Cantor (R-Va.), who served as majority leader until his stunning defeat in a primary election last year, says conservatives blamed GOP leaders for failing to “enact into law a conservative vision for government, without compromise," instead of President Obama.

“As a result we missed chances to achieve important policies for the good of the country.” 

Boehner stunned Washington on Friday by announcing that he’ll resign from Congress in October. But for his 2014 primary loss, Cantor likely would have been a top contender to succeed Boehner for the speakership.

Furious Boehner allies blame the caucus’ more conservative members for essentially forcing him out after years of putting their agenda above the party’s more realistic goals. 

Cantor says he agrees with conservative Republicans that the party should fight, but argues they should “fight smartly.”

“I have never heard of a football team that won by throwing only Hail Mary passes, yet that is what is being demanded of Republican leaders today.

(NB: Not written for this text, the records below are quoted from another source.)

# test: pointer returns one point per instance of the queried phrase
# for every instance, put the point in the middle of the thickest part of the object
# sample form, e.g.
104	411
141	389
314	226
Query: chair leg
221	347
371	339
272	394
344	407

Victory on the field is more often a result of three yards and a cloud of dust,” he writes.

“In politics this means incremental progress, winning hearts and minds before winning the vote — the kind of governance Ronald Reagan perfected.”

Instead of infighting over strategy, Cantor is calling for the party to come together ahead of the 2016 presidential race and “lay out a positive, honest governing platform to take the country forward.”

“This is what my friend John Boehner fought for, and this is what we must continue to fight for to honor his dedication to Congress and the American people,” he says.